Friday, April 10, 2020

Disappearing acts

Before Boy Azooga brightened up lockdown by releasing their feathersoft, fluffily psych cover of 'UFO' (complete with 'Sabotage'-indebted video set in and around Cardiff), I must confess to having never heard of Jim Sullivan. It turns out his is a fascinating story: an LA-based singer-songwriter who recorded a couple of albums and befriended Hollywood stars but who in 1975, beset by alcoholism and marital problems, decided to try his luck in Nashville, only to disappear off the face of the earth before reaching Music City.

Learning the details, I was instantly reminded of Connie Converse, the subject of a song on Ramshackle Tabernacle, the 2017 LP from one of my favourite Oxfordshire bands The August List.
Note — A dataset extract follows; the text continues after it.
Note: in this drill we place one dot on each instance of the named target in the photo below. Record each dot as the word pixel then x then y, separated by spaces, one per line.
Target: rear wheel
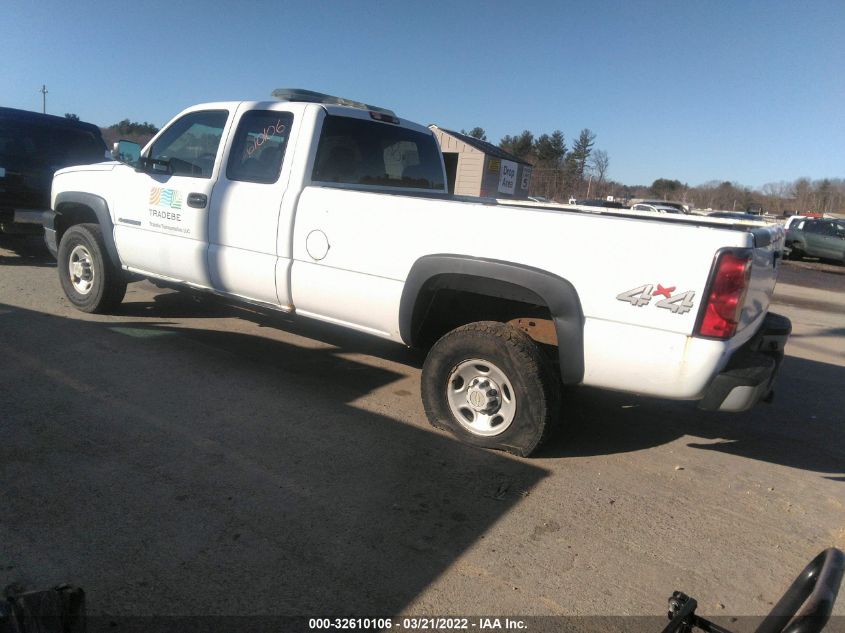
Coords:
pixel 490 385
pixel 89 279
Converse, a singer-songwriter who lived and played in and around New York and Michigan in the 1950s and 1960s, found herself disillusioned and depressed in the early 1970s, and so in 1974 - the year before Sullivan - left home in pursuit of a new life. Whether she found it, no one knows - she was never heard of again.

In an odd quirk of fate, both Sullivan and Converse were driving Volkswagen Beetles when they vanished. One for the conspiracy theorists, perhaps. What I do know, though, is that it's inadvisable to spend long reading through Wikipedia's missing persons lists late at night - quite a downer, I can assure you.